There is no one thing that will make a person write well. There is no secret, no easy way, no hidden path that you take once and know ever after. Hard work. Dedication. Imagination. Sometimes inspiration. The slow and studied acquisition of skills. Luck. Determination. Perspiration. Faulkner’s recipe for writing success was “99% perspiration, 99% inspiration, and 99% determination.” Okay, so he wasn’t a math guy, but as a writer he usually got it right. Determination and perspiration are easily two-thirds of the battle.

Writing is a journey. Every time you begin a book is a journey; therefore, every book is different and presents different challenges. Like most journeys you’re bound to get lost in places. One of the great frustrations and also one of the great satisfactions of writing is that it’s different every time.

Sunday, August 9, 2009


The Sheepdog is at it again. More non-verbal communication. He put his gigantic head on my lap while I was writing the other day. You, of course, do not know my sheepdog so let me just say he’s got a cartoon head, one much too large for his quite adequately sized body. He’s about ninety-five pounds, but that head definitely provides disproportionate poundage to the whole. Anyway, he also has round cartoonish eyes. He may, in fact, have escaped from a cartoon, but that’s another post. He stared up at me, his big head heavy on my lap, his big eyes focused.

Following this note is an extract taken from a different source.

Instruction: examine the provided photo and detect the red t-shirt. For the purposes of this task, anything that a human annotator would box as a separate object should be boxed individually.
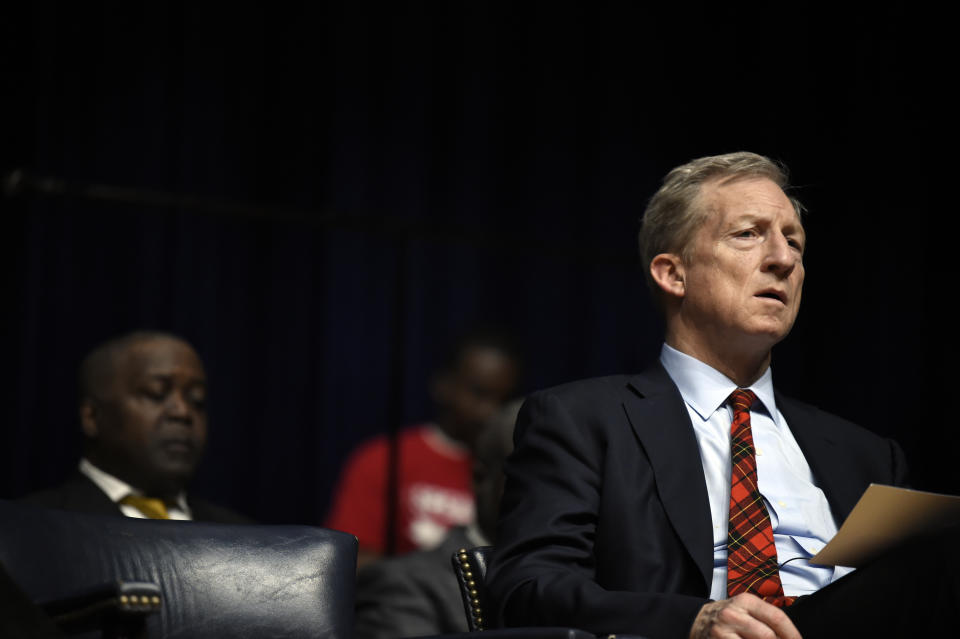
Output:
[324,424,474,553]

Such a look signals, usually, a basic need. He needs out, needs food, needs a walk, needs attention. But this time I sensed something else. Naturally I looked to the manuscript on the computer screen before me because sheepdogs, at least my sheepdog, is forever being cryptic about his writing advice.

What was wrong? Of course-- not enough detail. The sheepdog had somehow, with the keen insight of sheepdogs, seen the thinness of description and physical detail in the scene I was writing. Sheepdogs are naturally gregarious and, in my opinion, a bit over the top in their moment-to-moment living. Nevertheless, I have to admit that I tend toward the other end of the spectrum. A little too understated. Perhaps in life. Definitely in fiction. So, though he exists in perpetual overstatement, his criticism in this case was right on.

Since I know I have this weakness(among others), it’s one of the things I look for when I revise. One of the ways I try to work on my weakness with physical detail is to look for places in the manuscript that seem thin. I think of these as doors I can enter and add specific detail. When I go through the manuscript I look for as many doors as I can.

But what I’m really getting at here is every writer has strengths and weaknesses and if you can discover some of your weaknesses and isolate them, then it can be helpful in revision. Sometimes I will go through a manuscript just looking for one thing.

Tuesday, August 4, 2009

avoiding a filter

A practical aspect of BEING THERE in a scene is not to let a filter get in the way of your character’s experience and the reader’s experience of your character’s experience. This John Gardner quote comes VIA Janet Burroway’s excellent book WRITING FICTION: AVOID“the needless filtering of the image through some observing consciousness. The amateur writes: “Turning, she noticed two snakes fighting in among the rocks.” Compare: “She turned. In among the rocks, two snakes were fighting.” Generally speaking—though no laws are absolute in fiction—vividness urges that almost every occurrence of such phrases as ‘she noticed’ and ‘she saw’ be suppressed in favor of direct presentation of the thing seen.” John Gardner

What’s so good about this advice is you can go through your manuscript and look at those “ she noticed” type phrases and the “He saw the man step toward him” instead of “The man stepped toward him” etc… and cut them, and if you do this consciously for a while, you will soon be unconsciously cutting them when you write. And here’s why I think writing can be taught—to a degree—because you can learn things like this and apply them and make your writing better. AND it will seep down into the place where writing comes from and eventually you’ll write without the phrases. We can all always learn to write better.